Running Scheduled Batch Jobs with ECS and EventBridge

Running Scheduled Batch Jobs with ECS and EventBridge#

If you’ve ever needed to run a batch job at a specific time each day, or trigger a container task whenever a file lands in an S3 bucket, you’ve probably wondered how to orchestrate that without building custom infrastructure. AWS EventBridge paired with Elastic Container Service (ECS) offers an elegant solution that’s both powerful and surprisingly simple to set up. In this article, we’ll walk through the practical details of scheduling and triggering ECS tasks using EventBridge rules, complete with a real-world data processing example.

Understanding the Architecture#

Before diving into configuration, let’s clarify what we’re building and why it matters. ECS allows you to run containerized workloads on either EC2 instances or Fargate (serverless containers). EventBridge acts as your event router — it listens for events from AWS services or custom applications, evaluates them against rules you define, and sends matching events to targets like ECS.

This architecture eliminates the need for cron daemons running on EC2 instances or custom Lambda functions that poll services. Instead, you get a serverless, event-driven approach where EventBridge handles scheduling and event matching, and ECS executes your containerized application.

The workflow is straightforward: EventBridge detects a rule trigger (either time-based or event-based), then calls the ECS RunTask API on your behalf, spinning up a new task that executes your container. When the task completes, it shuts down. You pay only for the compute time your container actually uses.
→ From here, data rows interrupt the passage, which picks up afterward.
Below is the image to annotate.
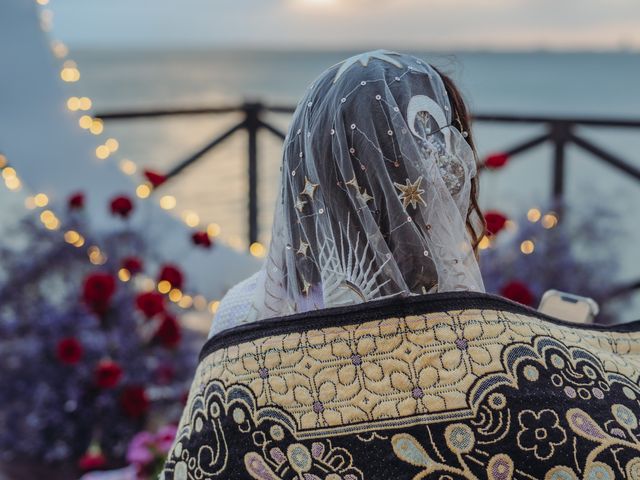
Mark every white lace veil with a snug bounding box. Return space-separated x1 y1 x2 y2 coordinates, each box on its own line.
249 50 484 322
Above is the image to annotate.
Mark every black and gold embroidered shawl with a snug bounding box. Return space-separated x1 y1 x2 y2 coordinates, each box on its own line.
162 292 640 479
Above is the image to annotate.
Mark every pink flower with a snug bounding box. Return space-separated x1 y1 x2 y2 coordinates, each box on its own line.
126 431 155 466
156 425 178 453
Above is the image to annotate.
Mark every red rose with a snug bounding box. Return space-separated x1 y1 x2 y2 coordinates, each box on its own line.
484 152 510 169
155 364 175 384
121 386 150 418
83 273 116 315
121 256 143 274
95 359 123 389
500 280 535 307
78 451 107 471
135 291 165 318
191 231 212 248
143 169 167 188
56 337 83 365
155 314 181 348
68 192 85 210
158 264 183 290
484 211 508 236
110 195 134 218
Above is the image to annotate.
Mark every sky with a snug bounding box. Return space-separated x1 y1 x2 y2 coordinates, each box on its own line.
49 0 640 51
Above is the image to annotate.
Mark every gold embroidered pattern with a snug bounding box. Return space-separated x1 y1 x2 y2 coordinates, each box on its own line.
194 309 640 431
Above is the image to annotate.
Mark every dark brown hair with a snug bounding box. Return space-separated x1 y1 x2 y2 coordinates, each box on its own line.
434 68 486 255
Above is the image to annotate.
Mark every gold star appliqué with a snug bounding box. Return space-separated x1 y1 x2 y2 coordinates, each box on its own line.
394 176 426 210
346 175 374 205
294 197 307 213
301 279 311 295
297 241 310 256
300 177 319 199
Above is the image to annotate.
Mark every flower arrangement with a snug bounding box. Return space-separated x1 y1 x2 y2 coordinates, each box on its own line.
0 193 198 475
126 425 177 479
480 201 627 323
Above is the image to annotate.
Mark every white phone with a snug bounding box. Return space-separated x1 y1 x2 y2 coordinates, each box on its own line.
538 290 599 324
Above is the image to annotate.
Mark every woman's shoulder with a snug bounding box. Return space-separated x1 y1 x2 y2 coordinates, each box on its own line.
208 271 261 338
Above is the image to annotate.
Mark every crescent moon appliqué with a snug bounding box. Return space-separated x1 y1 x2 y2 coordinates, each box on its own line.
406 95 448 138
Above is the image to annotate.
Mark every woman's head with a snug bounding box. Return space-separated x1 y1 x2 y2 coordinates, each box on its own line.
256 50 485 319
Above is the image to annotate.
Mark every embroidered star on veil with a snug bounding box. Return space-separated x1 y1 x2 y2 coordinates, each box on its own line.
333 50 403 82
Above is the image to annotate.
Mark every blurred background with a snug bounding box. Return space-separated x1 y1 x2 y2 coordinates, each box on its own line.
0 0 639 478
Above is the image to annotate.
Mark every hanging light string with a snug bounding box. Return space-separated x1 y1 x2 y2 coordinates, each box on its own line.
0 153 221 314
35 0 267 257
2 0 230 314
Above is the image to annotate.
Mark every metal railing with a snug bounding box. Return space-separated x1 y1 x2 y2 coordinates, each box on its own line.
96 102 640 299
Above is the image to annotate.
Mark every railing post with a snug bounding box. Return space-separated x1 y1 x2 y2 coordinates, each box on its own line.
245 102 261 246
550 122 571 208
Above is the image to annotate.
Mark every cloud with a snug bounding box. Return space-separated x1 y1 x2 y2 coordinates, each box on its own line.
49 0 640 50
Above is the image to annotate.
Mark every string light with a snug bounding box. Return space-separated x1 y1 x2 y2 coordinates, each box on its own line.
95 145 110 160
118 268 131 282
541 212 558 229
89 118 104 135
39 9 53 31
136 184 151 198
34 193 49 207
193 295 207 311
40 5 233 242
78 115 93 129
527 208 541 223
2 167 17 179
64 230 80 244
60 61 80 83
24 196 37 209
66 97 81 111
169 288 182 303
119 159 137 175
88 246 107 265
207 223 221 237
208 300 220 314
520 240 535 255
157 280 171 294
478 235 491 250
178 295 193 309
40 210 60 230
51 40 68 59
159 195 176 210
182 210 200 228
138 276 156 291
105 138 119 152
249 242 266 257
Setting Up Your ECS Task Definition#

Your first step is preparing the containerized workload. If you don’t already have a task definition, you’ll need to create one in the AWS Management Console or via the CLI. A task definition is essentially a blueprint that describes how your Docker container should run — what image to use, how much memory and CPU it needs, environment variables, logging configuration, and so on.
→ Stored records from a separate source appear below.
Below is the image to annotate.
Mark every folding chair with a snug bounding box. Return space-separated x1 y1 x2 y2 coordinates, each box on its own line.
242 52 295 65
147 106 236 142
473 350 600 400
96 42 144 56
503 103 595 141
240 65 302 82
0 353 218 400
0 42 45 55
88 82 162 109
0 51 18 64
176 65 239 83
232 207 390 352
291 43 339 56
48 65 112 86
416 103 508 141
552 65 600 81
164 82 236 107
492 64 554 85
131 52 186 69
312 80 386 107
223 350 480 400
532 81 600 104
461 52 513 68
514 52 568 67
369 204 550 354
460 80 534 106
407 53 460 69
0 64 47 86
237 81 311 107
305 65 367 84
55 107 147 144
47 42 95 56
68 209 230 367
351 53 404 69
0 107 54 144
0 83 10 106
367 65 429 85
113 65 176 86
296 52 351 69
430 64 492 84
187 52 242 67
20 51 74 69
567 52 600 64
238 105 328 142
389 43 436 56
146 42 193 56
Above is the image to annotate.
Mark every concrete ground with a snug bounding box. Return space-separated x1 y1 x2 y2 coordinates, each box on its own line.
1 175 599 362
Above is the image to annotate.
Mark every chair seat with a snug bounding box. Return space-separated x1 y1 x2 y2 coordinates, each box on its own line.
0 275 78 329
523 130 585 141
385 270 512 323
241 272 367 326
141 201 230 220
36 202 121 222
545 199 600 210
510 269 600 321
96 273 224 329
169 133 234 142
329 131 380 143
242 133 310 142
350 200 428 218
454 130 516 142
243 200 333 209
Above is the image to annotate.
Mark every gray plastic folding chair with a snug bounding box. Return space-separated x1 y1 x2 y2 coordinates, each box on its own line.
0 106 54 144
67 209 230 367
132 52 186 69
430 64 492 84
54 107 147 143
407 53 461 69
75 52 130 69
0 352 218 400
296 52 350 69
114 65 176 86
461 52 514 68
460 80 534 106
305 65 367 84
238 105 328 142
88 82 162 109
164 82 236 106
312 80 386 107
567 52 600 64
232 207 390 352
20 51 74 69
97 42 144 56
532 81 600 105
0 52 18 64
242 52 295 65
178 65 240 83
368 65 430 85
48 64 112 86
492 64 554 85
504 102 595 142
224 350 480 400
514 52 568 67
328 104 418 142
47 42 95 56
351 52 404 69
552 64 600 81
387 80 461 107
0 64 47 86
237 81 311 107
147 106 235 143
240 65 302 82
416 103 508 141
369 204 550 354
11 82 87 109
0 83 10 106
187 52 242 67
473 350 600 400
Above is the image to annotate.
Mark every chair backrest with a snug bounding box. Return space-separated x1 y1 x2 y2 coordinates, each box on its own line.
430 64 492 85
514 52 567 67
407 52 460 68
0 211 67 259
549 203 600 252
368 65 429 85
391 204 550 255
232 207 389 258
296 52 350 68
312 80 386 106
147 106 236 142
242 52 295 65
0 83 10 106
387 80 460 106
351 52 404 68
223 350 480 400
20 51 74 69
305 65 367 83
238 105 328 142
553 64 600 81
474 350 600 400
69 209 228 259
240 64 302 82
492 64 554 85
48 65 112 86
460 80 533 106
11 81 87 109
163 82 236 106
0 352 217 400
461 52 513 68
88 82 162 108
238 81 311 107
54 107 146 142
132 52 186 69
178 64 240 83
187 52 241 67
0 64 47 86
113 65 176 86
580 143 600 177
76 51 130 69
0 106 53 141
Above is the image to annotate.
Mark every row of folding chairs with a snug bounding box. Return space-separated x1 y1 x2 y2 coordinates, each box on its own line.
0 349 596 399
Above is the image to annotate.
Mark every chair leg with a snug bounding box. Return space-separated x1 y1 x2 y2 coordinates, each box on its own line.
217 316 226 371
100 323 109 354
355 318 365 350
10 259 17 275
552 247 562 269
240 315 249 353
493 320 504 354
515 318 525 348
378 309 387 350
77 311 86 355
For our example, imagine we’re building a batch job that processes CSV files from an S3 bucket and generates a summary report. Here’s a minimal task definition you might create:

{
  "family": "data-processor",
  "networkMode": "awsvpc",
  "requiresCompatibilities": ["FARGATE"],
  "cpu": "256",
  "memory": "512",
  "containerDefinitions": [
    {
      "name": "processor",
      "image": "123456789012.dkr.ecr.us-east-1.amazonaws.com/data-processor:latest",
      "essential": true,
      "environment": [
        {
          "name": "LOG_LEVEL",
          "value": "INFO"
        }
      ],
      "logConfiguration": {
        "logDriver": "awslogs",
        "options": {
          "awslogs-group": "/ecs/data-processor",
          "awslogs-region": "us-east-1",
          "awslogs-stream-prefix": "ecs"
        }
      }
    }
  ]
}

This task definition uses Fargate, which means you don’t manage the underlying EC2 infrastructure. The container runs with 256 CPU units and 512 MB of memory. CloudWatch Logs will capture all output from the container, which is invaluable for debugging.

Notice that we’re setting environment variables statically here. Later, when we trigger the task via EventBridge, we’ll override some of these values dynamically based on the triggering event.
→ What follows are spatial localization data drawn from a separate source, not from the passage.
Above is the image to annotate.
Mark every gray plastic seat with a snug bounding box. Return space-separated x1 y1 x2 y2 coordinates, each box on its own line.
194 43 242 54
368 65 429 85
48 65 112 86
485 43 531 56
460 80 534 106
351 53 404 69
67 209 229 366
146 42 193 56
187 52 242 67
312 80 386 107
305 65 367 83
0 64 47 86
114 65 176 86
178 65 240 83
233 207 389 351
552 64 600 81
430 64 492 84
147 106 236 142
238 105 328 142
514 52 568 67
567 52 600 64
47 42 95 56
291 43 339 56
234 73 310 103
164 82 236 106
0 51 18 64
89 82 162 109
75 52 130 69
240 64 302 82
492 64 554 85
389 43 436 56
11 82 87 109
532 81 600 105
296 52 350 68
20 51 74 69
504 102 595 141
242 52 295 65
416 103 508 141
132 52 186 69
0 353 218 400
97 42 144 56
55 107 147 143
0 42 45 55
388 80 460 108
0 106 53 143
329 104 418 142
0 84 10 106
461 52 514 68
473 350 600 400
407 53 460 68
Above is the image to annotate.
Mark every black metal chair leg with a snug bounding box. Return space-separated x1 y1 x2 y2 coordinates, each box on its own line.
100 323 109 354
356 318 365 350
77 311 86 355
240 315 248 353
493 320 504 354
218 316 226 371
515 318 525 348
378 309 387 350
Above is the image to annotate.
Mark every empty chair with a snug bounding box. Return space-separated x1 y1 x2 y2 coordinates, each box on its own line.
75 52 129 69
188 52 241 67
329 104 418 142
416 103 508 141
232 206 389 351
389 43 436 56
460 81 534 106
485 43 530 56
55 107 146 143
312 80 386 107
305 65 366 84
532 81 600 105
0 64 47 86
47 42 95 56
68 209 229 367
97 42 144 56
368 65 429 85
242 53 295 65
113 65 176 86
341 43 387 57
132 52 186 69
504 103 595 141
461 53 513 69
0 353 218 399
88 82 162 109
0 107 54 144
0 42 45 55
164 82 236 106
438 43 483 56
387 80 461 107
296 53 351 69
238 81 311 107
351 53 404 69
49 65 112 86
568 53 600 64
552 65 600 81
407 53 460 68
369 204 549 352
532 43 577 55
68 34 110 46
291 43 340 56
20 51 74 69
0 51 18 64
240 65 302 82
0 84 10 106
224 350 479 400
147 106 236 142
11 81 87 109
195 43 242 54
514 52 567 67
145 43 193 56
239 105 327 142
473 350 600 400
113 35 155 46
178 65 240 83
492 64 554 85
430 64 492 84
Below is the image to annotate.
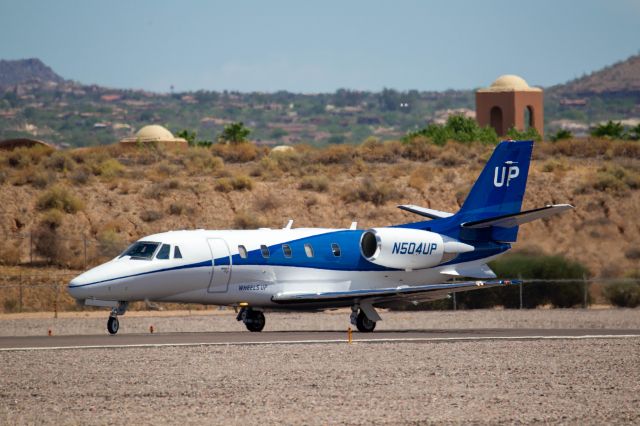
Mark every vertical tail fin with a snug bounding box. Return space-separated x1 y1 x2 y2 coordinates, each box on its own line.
459 140 533 218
Creating an IAM Role for EventBridge#

Before EventBridge can call the ECS RunTask API on your behalf, you need to grant it explicit permission. This requires an IAM role with an appropriate policy.

Create a trust policy that allows the EventBridge service to assume the role:

{
  "Version": "2012-10-17",
  "Statement": [
    {
      "Effect": "Allow",
      "Principal": {
        "Service": "events.amazonaws.com"
      },
      "Action": "sts:AssumeRole"
    }
  ]
}

Next, attach a policy that permits EventBridge to invoke ECS tasks. Here’s a policy that grants the necessary permissions:

{
  "Version": "2012-10-17",
  "Statement": [
    {
      "Effect": "Allow",
      "Action": [
        "ecs:RunTask"
      ],
      "Resource": [
        "arn:aws:ecs:us-east-1:123456789012:task-definition/data-processor:*"
      ]
    },
    {
      "Effect": "Allow",
      "Action": [
        "iam:PassRole"
      ],
      "Resource": [
        "arn:aws:iam::123456789012:role/ecsTaskExecutionRole",
        "arn:aws:iam::123456789012:role/ecsTaskRole"
      ]
    }
  ]
}

The first statement allows EventBridge to run tasks based on your task definition. The second allows EventBridge to pass the execution role and task role to the container — this is essential even if your container doesn’t need special permissions, because the ECS agent itself needs permissions to pull images and write logs.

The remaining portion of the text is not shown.